空载液化测量的结果与Leica Chiroptera 4X

Development of bathymetric mapping

Arctia-Meritaito specializes in hydrographic mapping, fairway maintenance and maritime navigation, carried out with a fleet of ice-breaking ships and surveying vessels. With its roots reaching back to the Finnish Maritime Administration and its predecessors, the company has highly skilled professionals familiar with the unpredictable waters of the Finnish archipelago and surrounding region.

Traditionally, Arctia-Meritaito surveyed shallower depths with vessels equipped with a single beam echosounder that resulted in depth profiles at defined interval distances rather than complete coverage. This approach left significant data gaps between the survey lines in a single beam dataset.

More recently, the multibeam echosounder addressed the data gap issue; however, a multibeam echosounder is not always efficient in shallow waters. The survey swath gets narrower as the seabed rises toward the sensor. Other disadvantages include an increased risk of equipment damage or loss in shallow water if the vessel collides with an uncharted shoal, and the echosounder cannot produce seamless data from water to land.

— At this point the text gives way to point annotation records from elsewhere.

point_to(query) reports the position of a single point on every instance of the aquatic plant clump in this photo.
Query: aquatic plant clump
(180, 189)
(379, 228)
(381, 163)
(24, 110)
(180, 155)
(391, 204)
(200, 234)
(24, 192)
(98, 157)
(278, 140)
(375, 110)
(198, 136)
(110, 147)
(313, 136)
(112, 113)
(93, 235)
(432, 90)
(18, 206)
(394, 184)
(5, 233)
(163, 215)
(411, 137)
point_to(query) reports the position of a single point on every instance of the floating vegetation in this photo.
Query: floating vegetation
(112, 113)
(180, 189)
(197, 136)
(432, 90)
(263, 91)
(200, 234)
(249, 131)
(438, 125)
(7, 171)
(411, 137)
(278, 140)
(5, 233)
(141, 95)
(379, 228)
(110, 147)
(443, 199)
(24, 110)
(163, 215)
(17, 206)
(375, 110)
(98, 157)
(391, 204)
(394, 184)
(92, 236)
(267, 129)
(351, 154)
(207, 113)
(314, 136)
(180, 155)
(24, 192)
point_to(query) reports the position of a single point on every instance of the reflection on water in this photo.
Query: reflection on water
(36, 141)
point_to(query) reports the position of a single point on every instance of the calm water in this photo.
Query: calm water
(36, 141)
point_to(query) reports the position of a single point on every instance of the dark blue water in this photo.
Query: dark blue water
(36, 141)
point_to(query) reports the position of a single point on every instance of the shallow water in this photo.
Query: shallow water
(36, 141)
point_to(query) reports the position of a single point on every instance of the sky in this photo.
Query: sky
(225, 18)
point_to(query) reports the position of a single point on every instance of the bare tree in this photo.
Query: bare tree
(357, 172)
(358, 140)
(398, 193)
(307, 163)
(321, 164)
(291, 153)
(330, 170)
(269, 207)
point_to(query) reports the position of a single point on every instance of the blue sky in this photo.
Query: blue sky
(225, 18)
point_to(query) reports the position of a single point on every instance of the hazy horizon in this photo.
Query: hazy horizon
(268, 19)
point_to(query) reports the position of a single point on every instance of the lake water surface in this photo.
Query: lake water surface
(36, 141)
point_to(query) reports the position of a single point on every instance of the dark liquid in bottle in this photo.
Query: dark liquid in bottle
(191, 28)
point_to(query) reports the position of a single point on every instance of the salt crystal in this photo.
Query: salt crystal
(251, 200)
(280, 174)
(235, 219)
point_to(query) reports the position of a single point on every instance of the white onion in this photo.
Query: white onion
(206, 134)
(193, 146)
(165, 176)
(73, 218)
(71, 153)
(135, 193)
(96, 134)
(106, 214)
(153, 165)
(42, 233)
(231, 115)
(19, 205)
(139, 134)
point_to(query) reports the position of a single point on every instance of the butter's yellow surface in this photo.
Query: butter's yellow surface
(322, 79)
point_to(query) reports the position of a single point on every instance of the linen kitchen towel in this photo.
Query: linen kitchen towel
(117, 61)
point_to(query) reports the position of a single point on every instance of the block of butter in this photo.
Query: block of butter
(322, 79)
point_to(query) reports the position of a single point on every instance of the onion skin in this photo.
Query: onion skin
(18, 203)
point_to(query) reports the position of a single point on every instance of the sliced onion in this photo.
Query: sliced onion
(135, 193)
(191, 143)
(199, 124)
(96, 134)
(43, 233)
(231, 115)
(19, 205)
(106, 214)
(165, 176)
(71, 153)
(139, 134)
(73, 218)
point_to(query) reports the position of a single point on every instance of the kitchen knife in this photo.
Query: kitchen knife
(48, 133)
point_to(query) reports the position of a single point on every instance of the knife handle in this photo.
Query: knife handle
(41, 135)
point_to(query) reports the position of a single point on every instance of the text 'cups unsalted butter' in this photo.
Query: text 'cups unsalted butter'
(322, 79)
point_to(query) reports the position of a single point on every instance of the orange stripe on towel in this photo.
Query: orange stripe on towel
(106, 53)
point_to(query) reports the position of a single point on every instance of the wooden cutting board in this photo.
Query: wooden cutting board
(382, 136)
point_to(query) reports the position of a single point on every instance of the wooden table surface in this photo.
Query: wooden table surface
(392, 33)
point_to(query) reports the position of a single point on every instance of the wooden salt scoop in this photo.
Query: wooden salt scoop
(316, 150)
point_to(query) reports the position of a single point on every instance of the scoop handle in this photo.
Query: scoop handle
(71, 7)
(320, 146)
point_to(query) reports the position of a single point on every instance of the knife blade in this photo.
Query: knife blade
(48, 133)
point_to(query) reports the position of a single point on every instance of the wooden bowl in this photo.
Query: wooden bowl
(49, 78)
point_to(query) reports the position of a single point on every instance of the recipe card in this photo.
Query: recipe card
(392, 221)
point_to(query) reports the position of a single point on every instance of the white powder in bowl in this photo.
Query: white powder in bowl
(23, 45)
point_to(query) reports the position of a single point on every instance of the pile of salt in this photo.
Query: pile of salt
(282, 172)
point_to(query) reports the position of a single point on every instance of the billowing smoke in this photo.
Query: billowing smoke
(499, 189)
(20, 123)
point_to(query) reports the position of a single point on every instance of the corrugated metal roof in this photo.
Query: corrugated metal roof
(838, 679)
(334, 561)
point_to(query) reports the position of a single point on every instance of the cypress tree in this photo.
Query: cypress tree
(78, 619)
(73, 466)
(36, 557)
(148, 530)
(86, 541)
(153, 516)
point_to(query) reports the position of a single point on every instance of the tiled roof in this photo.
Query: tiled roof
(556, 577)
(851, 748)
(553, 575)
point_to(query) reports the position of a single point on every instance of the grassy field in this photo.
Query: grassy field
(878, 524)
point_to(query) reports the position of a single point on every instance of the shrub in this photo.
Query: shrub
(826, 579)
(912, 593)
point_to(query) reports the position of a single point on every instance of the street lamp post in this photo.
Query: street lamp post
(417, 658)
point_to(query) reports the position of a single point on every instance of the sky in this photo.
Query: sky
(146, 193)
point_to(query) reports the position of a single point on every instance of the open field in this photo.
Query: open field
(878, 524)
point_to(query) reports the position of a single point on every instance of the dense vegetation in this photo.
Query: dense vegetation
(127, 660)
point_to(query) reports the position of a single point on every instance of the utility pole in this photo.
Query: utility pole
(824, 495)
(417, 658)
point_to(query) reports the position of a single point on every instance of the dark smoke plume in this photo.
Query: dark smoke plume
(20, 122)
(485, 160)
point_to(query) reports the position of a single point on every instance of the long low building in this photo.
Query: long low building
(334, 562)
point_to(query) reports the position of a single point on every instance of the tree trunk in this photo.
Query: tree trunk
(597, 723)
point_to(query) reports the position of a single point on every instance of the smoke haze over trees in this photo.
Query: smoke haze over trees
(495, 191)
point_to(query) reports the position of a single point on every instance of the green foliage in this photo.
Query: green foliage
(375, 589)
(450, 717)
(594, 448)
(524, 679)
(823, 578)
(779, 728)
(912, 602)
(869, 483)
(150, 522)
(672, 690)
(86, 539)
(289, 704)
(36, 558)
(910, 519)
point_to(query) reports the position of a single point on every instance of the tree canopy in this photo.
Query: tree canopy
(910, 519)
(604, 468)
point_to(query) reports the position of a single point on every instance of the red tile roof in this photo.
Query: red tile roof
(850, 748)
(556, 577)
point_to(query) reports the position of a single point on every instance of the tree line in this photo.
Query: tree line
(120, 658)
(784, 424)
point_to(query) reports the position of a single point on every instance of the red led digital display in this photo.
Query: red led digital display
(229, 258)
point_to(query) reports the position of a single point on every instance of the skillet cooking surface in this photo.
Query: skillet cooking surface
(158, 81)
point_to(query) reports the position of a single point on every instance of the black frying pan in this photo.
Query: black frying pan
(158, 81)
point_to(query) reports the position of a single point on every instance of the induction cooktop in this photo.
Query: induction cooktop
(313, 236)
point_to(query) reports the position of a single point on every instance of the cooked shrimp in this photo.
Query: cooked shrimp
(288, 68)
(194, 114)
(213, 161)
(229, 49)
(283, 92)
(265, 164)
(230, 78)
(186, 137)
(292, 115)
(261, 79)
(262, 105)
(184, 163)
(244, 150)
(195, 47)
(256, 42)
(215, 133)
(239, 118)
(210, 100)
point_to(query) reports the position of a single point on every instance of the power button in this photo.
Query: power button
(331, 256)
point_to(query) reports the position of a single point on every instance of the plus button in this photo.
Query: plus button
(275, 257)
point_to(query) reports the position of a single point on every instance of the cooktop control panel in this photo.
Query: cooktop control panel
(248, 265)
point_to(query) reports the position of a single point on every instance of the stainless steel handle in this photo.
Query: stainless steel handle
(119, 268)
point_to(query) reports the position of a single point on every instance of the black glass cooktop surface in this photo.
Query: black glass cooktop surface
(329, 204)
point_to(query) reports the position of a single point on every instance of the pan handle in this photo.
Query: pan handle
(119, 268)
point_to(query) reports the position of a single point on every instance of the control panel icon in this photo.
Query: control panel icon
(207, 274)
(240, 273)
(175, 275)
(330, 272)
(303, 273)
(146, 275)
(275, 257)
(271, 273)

In 2015, a pilot project was conducted by the Finnish Hydrographic Office that compared the performance of several airborne bathymetric sensors. This project proved that airborne LiDAR surveys could meet required mapping standards in shallow water. A subsequent project in 2016 favourably compared airborne LiDAR results to single beam and multibeam echosounders. To adapt to changing industry demand and remain technologically up to date, Arctia-Meritaito replaced its single beam echosounder service with airborne bathymetric LiDAR.

Ojala说：“ 2015年的试点项目中还有其他传感器，但我们看到Leica Chiroptera 4X提供了最有希望的结果。”“通过用机载激龙代替单光束容器，我们在浅水中得到全面覆盖，深度渗透到25 m，具体取决于条件，同时最大程度地减少了失去传感器的风险。现在，我们一项努力收集土地和水，而不是为土地部分进行单独的调查。”

自1992年以来，Schleswig-Holstein国家沿海保护局一直在评估空中的测深技术。到2015年，与其他类型的海上测量相比，深海机载激光雷达传感器的结果表明，机载激光雷达适合3倍SECCI深度。SECCI深度是指对水的浊度的测量，即光无法再穿透水的深度。

Thanks to improvements in laser technology and more sophisticated algorithms, today it is possible to reach depths of -25 m or more with a shallow-water sensor, such as the Chiroptera 4X, previously attainable only with a deep-sea sensor or echosounder.